To calculate the premium, the duration, strike price, price of Bitcoin, and implied volatility are needed. The duration of the contract before expiry determines how high the premium would be. Implied volatility is the volatility of the market during the period of the contract and it determines the premium. The strike price is the preset price for the option that the exchange determines.

A contract consists of four parts, including size, expiry date, strike price, and premium. The size is the units of contracts a trader wants to trade. The expiry date is when the option has ended. The premium is the amount a buyer pays to own an option while the strike price is the expected price to sell or buy Bitcoin.

The strike price is involved in determining if a contract would be exercised or not. There are two people involved in these derivatives: the buyer and the seller. The seller sells his trading rights to the buyer, leaving the buyer to call or put the trade. If the buyer decides to call or put the option, the seller would have to act accordingly, receiving a premium in return.

A buyer loses his premium if he fails to execute an option. However, the seller is at a higher risk as his loss is determined by the price of Bitcoin. If a buyer exercises his call option, the seller would have to sell his Bitcoin. However, if the buyer decides to exercise his put option, the seller would have to buy Bitcoin.

There are two types of Bitcoin option chain which includes European and American forms. These forms have no relation to Europe or America. The American type allows buyers to exercise their contract between the opening and expiry dates. In essence, they can close an option before it expires, limiting losses. On the other hand, the European type does not allow for flexibility in exiting a trade before expiry. Traders cannot lock in their profits or limit their losses before the expiry date.

An option’s price is influenced by the Greeks. They determine if a trader would pay more to hold or the seller would receive more to create an option. They include Delta, Gamma, Theta, Vega, and Rho. Delta evaluates the sensitivity of the option price to that of Bitcoin. Gamma gauges the rate at which Delta changes over time. Theta measures the change in price with the expiration date. Vega measures the sensitivity of the option to the implied volatility of Bitcoin while Rho measures the sensitivity of the option price to changes in interest rates.

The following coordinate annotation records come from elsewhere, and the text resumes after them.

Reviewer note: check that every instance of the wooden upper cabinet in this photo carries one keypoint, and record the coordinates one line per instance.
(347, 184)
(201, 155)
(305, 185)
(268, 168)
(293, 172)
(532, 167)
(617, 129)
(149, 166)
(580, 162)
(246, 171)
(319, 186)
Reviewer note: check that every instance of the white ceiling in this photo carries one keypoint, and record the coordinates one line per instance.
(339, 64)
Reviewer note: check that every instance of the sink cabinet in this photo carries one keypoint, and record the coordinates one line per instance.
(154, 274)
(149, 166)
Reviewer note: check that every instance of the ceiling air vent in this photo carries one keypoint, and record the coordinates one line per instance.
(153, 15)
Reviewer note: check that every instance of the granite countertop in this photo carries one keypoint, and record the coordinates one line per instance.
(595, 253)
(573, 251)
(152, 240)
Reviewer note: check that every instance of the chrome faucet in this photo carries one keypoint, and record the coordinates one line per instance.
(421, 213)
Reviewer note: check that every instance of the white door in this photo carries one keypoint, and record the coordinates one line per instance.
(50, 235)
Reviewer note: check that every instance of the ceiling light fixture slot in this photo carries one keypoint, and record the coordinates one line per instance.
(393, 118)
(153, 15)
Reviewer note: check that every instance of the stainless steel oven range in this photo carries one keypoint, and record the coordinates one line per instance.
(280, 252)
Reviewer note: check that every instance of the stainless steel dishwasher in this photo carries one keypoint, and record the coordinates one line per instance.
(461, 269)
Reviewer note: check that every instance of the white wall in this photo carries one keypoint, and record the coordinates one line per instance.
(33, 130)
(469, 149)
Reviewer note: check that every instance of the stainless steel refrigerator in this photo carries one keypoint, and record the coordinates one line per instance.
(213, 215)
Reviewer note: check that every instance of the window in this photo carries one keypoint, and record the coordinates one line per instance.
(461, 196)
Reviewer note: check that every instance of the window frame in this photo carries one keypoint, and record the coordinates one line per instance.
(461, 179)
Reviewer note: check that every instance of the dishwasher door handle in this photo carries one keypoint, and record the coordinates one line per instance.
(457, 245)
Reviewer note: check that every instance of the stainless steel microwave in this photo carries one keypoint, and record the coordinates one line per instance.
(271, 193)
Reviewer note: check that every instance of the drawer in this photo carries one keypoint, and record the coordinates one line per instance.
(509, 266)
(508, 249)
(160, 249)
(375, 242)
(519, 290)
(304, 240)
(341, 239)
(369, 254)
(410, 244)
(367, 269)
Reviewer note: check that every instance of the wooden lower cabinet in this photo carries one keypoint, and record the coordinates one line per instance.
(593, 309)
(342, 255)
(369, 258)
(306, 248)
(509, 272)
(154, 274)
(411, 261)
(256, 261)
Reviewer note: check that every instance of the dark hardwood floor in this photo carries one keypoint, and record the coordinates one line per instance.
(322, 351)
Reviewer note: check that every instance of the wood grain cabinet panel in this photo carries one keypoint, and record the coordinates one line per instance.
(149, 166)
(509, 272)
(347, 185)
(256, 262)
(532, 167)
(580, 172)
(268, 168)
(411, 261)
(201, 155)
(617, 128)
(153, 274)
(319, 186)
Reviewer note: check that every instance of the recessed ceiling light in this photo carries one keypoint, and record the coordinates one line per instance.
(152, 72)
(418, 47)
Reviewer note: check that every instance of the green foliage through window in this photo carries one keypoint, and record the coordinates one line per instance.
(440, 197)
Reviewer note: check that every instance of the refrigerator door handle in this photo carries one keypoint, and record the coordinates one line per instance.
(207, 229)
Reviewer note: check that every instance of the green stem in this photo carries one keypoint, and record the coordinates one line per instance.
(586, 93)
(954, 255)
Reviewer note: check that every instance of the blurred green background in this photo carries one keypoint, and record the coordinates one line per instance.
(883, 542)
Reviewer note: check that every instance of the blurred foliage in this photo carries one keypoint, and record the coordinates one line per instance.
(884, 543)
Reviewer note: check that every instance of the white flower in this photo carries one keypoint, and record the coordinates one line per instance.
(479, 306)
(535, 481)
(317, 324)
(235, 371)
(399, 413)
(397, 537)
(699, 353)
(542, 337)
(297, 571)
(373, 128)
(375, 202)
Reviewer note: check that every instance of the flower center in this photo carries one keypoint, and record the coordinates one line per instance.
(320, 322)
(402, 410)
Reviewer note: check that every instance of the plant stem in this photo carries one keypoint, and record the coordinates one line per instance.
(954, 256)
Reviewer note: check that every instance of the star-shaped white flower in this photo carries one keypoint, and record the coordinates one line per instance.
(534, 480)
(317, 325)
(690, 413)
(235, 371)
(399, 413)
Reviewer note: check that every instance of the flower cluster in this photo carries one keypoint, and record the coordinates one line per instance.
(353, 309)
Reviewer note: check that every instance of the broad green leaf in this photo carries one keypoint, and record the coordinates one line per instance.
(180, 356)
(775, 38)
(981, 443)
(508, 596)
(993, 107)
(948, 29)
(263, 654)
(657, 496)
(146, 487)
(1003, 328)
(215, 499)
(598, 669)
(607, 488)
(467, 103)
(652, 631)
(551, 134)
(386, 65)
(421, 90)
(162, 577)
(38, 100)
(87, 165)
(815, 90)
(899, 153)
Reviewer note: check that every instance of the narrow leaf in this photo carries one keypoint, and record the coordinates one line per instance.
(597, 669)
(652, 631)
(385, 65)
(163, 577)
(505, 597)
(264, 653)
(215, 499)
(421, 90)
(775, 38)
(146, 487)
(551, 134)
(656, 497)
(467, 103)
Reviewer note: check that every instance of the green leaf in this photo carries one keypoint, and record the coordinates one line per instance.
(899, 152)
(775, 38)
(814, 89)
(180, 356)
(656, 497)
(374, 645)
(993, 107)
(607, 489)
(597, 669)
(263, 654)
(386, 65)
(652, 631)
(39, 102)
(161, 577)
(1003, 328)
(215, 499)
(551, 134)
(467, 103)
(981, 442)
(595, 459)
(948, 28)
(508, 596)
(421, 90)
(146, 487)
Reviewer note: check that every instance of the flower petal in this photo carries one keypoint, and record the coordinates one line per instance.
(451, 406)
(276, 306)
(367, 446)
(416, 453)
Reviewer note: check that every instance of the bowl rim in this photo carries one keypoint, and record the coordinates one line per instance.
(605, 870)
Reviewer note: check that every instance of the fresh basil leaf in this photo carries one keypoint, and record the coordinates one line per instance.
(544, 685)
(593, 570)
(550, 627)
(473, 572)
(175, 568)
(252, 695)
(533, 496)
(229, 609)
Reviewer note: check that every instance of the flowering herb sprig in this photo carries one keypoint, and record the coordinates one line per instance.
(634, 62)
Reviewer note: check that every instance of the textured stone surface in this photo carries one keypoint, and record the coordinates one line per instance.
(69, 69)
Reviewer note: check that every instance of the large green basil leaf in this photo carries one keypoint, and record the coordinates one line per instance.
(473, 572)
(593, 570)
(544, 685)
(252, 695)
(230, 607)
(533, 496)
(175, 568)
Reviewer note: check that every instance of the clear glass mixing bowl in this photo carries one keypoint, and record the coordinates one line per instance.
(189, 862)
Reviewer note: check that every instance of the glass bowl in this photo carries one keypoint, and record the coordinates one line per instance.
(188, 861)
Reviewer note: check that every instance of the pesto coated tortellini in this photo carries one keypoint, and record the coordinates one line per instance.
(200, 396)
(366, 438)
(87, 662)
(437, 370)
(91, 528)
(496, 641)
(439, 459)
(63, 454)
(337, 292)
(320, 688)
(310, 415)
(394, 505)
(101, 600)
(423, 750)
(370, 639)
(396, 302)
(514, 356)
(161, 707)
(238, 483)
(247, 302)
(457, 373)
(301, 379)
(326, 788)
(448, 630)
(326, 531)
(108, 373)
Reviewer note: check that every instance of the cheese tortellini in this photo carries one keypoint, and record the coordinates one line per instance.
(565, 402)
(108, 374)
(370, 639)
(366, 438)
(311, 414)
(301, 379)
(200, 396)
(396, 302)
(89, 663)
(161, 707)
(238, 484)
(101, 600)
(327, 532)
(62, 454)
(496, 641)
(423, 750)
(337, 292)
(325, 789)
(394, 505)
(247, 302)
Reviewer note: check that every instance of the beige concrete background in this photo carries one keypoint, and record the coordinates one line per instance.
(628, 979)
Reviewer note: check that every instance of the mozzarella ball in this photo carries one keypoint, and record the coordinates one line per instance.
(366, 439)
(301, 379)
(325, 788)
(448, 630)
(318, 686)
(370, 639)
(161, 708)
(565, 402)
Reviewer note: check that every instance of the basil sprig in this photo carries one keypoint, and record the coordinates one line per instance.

Basic Strategies to consider

There is a range of strategies to consider in trading these options. They are dependent on the different combinations of call and put options. They include protective puts, covered calls, straddles, and strangles.

Protective put: This involves buying a put option owned by a buyer. It is used as portfolio insurance through hedging. It guards the investor against a price drop and maintains their exposure should the price increase.

Covered call: This involves selling a call option owned by a buyer. It is used to earn extra income. The investor earns the premium and keeps his assets if it is not executed. If otherwise, he would have to sell.

Straddle: This involves buying a call and a put with identical strike prices and expiry dates, using market volatility. Traders make profits regardless of direction.

Strangle: A strangle is like a straddle but requires a low price for opening a position and higher volatility for profitability. The call option is above the market price and the put is below.

The bitcoin option is beneficial because you can make profits with little capital and are limitless. Although there are several platforms to trade Bitcoin options, you must consider their contract value, premium, variety of options, and payment methods. Notable platforms are Deribit, Binance, IQ Option, and FTX.

Cryptocurrencies are highly volatile, options trading is complex, so try to gain understanding before you start investing. Do not invest more than you can afford to lose. Have a trading strategy and a risk management plan.